Product leadership requires exceptional decision-making skills. Depending on your team culture and environment, the number and difficulty of these decisions can vary. In agile development paradigms, key product decisions are made more frequently, with each sprint requiring clear action items. On decentralized/globalized development teams, product decisions tend to be more complicated. However, no matter your team’s specific situation, any decision you make will have negative ramifications if it is not informed by data.
Some product decisions are more trivial, such as what tool to use to create your roadmap. Others, however, are incredibly impactful, not just for your team but for the entire organization. Examples of these “big decisions” include whether to:
- Invest in a new market or segment
- “Buy or build” your product’s net new capability
- Move forward with your latest product launch
Any successful, product-driven organization uses data as the foundation for feature ideation and development. Often, the hard numbers will challenge your team’s thinking on how the customer is interacting with and experiencing the product. And this is a good thing. Any product manager who is the champion of their product knows that cognitive biases get in the way of good decision-making. That’s why it’s so imperative to apply data to every product decision.
In this article, I would like to share four key ways your team can use product data at various stages of the product development lifecycle.

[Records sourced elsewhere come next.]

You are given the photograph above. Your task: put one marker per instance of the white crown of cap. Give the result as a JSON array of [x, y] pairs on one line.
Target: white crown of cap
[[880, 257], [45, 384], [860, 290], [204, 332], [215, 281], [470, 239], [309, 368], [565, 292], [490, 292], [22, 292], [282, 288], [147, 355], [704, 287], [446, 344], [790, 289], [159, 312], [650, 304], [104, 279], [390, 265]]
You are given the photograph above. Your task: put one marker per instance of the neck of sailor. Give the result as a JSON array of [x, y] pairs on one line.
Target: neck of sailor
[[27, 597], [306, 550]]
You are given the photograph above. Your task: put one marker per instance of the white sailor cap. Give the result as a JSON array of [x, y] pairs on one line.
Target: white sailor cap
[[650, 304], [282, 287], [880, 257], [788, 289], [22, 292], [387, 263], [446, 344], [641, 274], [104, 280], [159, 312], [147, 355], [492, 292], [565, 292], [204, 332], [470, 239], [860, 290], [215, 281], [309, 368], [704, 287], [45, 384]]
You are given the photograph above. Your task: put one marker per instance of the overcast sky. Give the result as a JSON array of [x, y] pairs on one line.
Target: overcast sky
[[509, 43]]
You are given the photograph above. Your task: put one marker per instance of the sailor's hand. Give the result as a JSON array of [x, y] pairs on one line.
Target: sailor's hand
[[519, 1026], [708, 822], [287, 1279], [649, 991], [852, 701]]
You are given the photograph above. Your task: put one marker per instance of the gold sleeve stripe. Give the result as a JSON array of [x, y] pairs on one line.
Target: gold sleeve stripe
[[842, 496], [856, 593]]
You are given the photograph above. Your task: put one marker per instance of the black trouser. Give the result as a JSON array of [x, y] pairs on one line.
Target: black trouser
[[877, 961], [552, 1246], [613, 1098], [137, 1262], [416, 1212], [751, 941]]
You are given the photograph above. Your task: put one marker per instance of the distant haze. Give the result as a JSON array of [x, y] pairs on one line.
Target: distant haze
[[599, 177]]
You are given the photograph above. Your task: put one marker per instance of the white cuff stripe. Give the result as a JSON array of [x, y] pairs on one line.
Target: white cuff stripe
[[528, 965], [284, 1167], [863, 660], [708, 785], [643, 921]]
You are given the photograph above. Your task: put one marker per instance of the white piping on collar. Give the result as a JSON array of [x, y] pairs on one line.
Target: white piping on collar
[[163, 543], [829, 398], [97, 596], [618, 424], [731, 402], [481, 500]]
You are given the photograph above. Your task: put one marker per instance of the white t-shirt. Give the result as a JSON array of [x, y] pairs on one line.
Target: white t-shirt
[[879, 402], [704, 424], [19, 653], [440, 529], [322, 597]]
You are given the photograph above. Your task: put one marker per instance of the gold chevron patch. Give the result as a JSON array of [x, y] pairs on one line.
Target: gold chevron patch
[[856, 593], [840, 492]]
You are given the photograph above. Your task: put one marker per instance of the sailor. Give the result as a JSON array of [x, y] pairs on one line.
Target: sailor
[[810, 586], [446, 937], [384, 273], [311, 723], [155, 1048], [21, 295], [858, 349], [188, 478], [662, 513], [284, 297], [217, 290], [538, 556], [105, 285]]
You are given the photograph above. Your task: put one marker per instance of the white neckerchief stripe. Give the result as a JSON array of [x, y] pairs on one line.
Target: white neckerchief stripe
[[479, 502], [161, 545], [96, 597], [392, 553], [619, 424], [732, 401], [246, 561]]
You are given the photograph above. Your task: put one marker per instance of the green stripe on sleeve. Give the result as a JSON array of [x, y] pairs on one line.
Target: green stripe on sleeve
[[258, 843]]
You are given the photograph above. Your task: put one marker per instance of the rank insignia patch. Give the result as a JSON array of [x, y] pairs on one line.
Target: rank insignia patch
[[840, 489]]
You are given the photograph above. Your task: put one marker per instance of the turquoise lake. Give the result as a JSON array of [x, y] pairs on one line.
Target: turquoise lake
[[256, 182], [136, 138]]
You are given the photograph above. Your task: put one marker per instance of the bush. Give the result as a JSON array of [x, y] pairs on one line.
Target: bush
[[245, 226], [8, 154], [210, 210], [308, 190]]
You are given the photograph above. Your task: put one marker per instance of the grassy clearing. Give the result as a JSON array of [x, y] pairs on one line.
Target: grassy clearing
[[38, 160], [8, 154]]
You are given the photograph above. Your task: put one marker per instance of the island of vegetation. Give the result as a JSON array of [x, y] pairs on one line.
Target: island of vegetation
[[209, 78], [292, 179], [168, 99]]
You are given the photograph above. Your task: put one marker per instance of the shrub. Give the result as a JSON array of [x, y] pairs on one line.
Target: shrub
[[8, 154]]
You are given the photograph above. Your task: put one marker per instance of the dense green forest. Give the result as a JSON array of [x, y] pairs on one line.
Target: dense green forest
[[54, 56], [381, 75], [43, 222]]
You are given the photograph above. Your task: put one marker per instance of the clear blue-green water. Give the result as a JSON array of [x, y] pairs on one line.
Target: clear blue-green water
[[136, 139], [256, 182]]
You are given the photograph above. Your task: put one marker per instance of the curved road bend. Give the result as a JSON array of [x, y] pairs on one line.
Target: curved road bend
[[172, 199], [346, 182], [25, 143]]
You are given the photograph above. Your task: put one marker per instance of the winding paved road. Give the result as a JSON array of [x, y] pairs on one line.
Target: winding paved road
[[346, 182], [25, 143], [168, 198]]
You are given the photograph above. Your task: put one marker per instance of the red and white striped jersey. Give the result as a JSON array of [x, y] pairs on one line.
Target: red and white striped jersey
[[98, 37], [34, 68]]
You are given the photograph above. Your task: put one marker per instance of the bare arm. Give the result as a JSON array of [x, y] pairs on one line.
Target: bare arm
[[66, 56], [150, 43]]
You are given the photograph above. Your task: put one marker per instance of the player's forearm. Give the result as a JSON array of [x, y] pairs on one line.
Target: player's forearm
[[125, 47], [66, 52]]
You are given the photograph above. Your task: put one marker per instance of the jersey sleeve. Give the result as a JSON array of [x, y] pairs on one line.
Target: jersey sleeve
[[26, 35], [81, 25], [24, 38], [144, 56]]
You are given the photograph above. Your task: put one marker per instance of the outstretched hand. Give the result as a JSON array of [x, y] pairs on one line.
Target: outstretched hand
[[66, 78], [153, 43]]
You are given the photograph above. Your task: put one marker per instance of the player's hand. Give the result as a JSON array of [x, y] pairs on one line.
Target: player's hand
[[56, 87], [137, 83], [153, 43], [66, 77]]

Product hypothesis and discovery
Problem-solving is at the core of product management, and the average product person is dedicated to addressing their users’ main pain points. A PM’s role is to deliver creative solutions that have a measurable, positive impact on the customer’s goals. But how do you decide which problems are the most critical to solve? And how do you determine whether now is the time to craft a particular solution?
As you ideate on potential features and improvements, build hypotheses that you can validate with product data. Use these experiments to tell the story behind your customer’s specific problem and predict the impact solving it would have. All of this starts with identifying a pattern from the data you have/observe. Data is the foundation of your storyline and the basis for your product strategy.
Feedback loops and sampling analysis
Do you remember the Gmail BETA? Check out the Gmail email solution that’s now used by over a billion consumers and compare it with the 2004 product launch. The road from its initial form to its current version involved a huge amount of data analysis, likely in the forms of A/B testing, product usage analytics, and post-launch surveys. Over time, Google used this data to build an email solution that delights its users and makes their lives easier.
While these types of user testing are most common in B2C companies, B2B firms can also make use of them. In fact, a number of software companies offer design partner programs where they recruit customers to test and validate the features of a beta product before the product gets announced as GA (general availability) in the marketplace. Whether you work for a B2C or B2B organization, do your research and find opportunities to analyze data whenever you can.
Data and behavioral analysis
I like to keep the following statement in mind when considering my product’s user experience: Harnessing behavioral data from customers on the usability of the product can drive net new CX flows. Product managers, UX researchers, and designers must collaborate to research and understand what customers need. Then, they should work together to envision solutions and infuse these insights into your product.
Customer experience or usability improvements should be based on data, not gut instinct. And remember that product management is not a solitary profession! Be ready and willing to accept ideas and even help from other departments. Their expertise can help you build a truly data-driven product.
Tracking, measuring, and reporting
In a B2B world, sales and marketing teams get applause for closing deals and building pipelines. However, at B2C firms, it is more about acquiring new customers. Other key metrics include usage frequency and retention, which both contribute to topline sales. But this wouldn’t be possible without the product features behind the scenes that drive adoption and conversion.
As a PM, you should define KPI and metrics which are quantifiable and measurable. This is true whether you work at a B2C or B2B firm. Next time you launch a new feature, measure these metrics that tie product engagement data to dollars and customer outcomes. Customer conversion, product retention, and engagement scores are just a few of the numbers you should track in order to make data-informed decisions.
Data over assumptions
“Without data, you’re just another person with an opinion” – W. Edwards Deming
The above quote from famed engineer, statistician, and author W. Edwards Deming is one I think of often. In its earlier days, product management was very much a field driven by gut instinct. Nowadays, PMs must make decisions based on data, not emotion. Luckily, we have more product data at our fingertips than ever before. Make the best use of your metrics and you’ll see positive outcomes in your product’s performance.